Jeffran mengikis jarak antara keduanya, menghapus tuntas barang seinci pun setelah kedua hidung mereka saling bersentuhan. Kedua napas mereka beradu pelan, netra mereka saling mengunci. Ada jutaan kupu-kupu terbang secara acak di dalam perut keduanya saat perlahan bibir mereka saling bertaut. Jeffran hanya mengecup tanpa menggerakkan bibirnya. Melihat mata Rere yang perlahan menutup ikut terbawa suasana.

Tubuh Rere melemah seketika saat merasakan gigitan-gigitan kecil yang diberikan Jeffran ke bibirnya bagian atas dan bawah secara bergantian. Melenguh pelan ketika lidah Jeffran berhasil menjelajah ke dalam. Kedua insan itu sama-sama mendamba, mengikat asrama yang malu-malu mereka katakan melalui kedua mulutnya. Pagutan semakin dalam lantaran Jeffran menekan tengkuk Rere.

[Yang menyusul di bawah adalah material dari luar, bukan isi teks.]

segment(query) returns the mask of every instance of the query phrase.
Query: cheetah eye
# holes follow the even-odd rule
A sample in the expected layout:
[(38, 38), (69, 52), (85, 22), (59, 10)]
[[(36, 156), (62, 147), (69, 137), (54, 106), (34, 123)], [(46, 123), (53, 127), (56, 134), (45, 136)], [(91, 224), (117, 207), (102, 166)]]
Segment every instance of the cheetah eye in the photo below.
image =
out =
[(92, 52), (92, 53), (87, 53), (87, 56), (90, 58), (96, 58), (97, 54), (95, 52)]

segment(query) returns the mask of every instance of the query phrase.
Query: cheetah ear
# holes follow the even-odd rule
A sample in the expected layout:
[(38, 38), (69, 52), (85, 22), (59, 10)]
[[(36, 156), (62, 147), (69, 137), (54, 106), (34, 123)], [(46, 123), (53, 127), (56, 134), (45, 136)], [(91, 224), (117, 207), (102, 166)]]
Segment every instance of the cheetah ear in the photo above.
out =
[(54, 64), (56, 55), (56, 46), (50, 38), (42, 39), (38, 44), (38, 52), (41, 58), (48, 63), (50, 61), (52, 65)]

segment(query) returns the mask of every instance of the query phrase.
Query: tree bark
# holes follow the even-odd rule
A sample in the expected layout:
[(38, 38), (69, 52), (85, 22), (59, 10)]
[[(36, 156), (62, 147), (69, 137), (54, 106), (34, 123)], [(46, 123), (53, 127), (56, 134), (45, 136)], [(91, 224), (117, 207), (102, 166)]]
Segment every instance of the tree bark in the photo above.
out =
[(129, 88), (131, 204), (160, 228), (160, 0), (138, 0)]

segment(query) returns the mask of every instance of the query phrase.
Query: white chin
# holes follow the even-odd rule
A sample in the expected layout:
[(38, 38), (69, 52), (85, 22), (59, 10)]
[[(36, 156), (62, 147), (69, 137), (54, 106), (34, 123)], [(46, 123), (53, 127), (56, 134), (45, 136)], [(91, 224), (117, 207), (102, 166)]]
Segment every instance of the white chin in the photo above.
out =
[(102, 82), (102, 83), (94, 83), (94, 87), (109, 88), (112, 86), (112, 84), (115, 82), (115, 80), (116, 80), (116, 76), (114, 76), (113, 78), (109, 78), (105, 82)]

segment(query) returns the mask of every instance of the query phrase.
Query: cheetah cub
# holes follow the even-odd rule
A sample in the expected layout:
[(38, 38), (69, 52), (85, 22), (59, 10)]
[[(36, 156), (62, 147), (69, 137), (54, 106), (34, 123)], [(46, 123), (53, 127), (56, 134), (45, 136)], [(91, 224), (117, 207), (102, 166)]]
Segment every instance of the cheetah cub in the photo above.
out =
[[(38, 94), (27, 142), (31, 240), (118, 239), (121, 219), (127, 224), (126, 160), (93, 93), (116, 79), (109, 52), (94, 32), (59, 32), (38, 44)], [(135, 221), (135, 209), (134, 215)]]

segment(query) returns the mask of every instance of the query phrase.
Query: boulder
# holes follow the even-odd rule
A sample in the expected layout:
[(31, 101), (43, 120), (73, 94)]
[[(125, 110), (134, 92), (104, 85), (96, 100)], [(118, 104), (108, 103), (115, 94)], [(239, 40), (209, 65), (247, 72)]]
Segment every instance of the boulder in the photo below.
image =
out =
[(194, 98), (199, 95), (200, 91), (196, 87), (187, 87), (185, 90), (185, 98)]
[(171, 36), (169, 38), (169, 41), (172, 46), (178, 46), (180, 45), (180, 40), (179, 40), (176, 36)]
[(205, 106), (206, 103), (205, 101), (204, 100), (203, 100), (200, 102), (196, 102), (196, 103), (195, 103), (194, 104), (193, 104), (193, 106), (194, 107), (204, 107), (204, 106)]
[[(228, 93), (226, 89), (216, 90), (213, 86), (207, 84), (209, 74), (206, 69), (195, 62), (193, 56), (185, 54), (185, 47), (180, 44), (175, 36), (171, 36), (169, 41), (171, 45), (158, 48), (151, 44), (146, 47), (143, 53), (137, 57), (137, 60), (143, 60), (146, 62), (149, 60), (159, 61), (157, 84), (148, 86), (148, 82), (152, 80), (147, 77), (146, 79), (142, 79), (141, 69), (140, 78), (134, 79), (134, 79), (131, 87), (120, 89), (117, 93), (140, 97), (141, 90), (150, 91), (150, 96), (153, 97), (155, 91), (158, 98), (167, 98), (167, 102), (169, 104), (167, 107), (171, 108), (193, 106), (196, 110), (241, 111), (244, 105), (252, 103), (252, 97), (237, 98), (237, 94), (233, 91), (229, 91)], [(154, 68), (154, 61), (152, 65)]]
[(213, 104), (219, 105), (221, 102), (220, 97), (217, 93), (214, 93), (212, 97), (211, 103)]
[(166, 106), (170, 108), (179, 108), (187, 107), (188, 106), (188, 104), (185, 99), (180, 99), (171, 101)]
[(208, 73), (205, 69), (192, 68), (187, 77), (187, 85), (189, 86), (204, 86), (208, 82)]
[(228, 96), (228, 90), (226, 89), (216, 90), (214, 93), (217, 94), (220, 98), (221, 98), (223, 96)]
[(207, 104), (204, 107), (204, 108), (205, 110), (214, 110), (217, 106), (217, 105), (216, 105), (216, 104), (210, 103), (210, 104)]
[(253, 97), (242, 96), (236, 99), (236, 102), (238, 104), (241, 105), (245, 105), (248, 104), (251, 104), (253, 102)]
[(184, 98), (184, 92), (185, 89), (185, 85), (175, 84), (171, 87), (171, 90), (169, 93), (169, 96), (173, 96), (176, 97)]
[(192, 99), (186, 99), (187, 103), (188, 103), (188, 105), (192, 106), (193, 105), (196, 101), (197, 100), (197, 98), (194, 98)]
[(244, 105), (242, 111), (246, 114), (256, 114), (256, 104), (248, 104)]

Kian beradu, suara decapan lidah dan air mendidih itu memenuhi ruangan. Tanpa mengakhiri pagutannya, Jeffran mematikan kompor itu lalu melanjutkan kembali aktifitas di mana tangannya berada. Tangan lelaki itu mengusap pelan punggung istrinya, memberikan kesan nyaman di antara lidah mereka yang masih beradu. Rere yang tidak lagi ingat niat awalnya ke dapur untuk membuat susu sekarang hanya bisa mendesah atas perlakuan Jeffran.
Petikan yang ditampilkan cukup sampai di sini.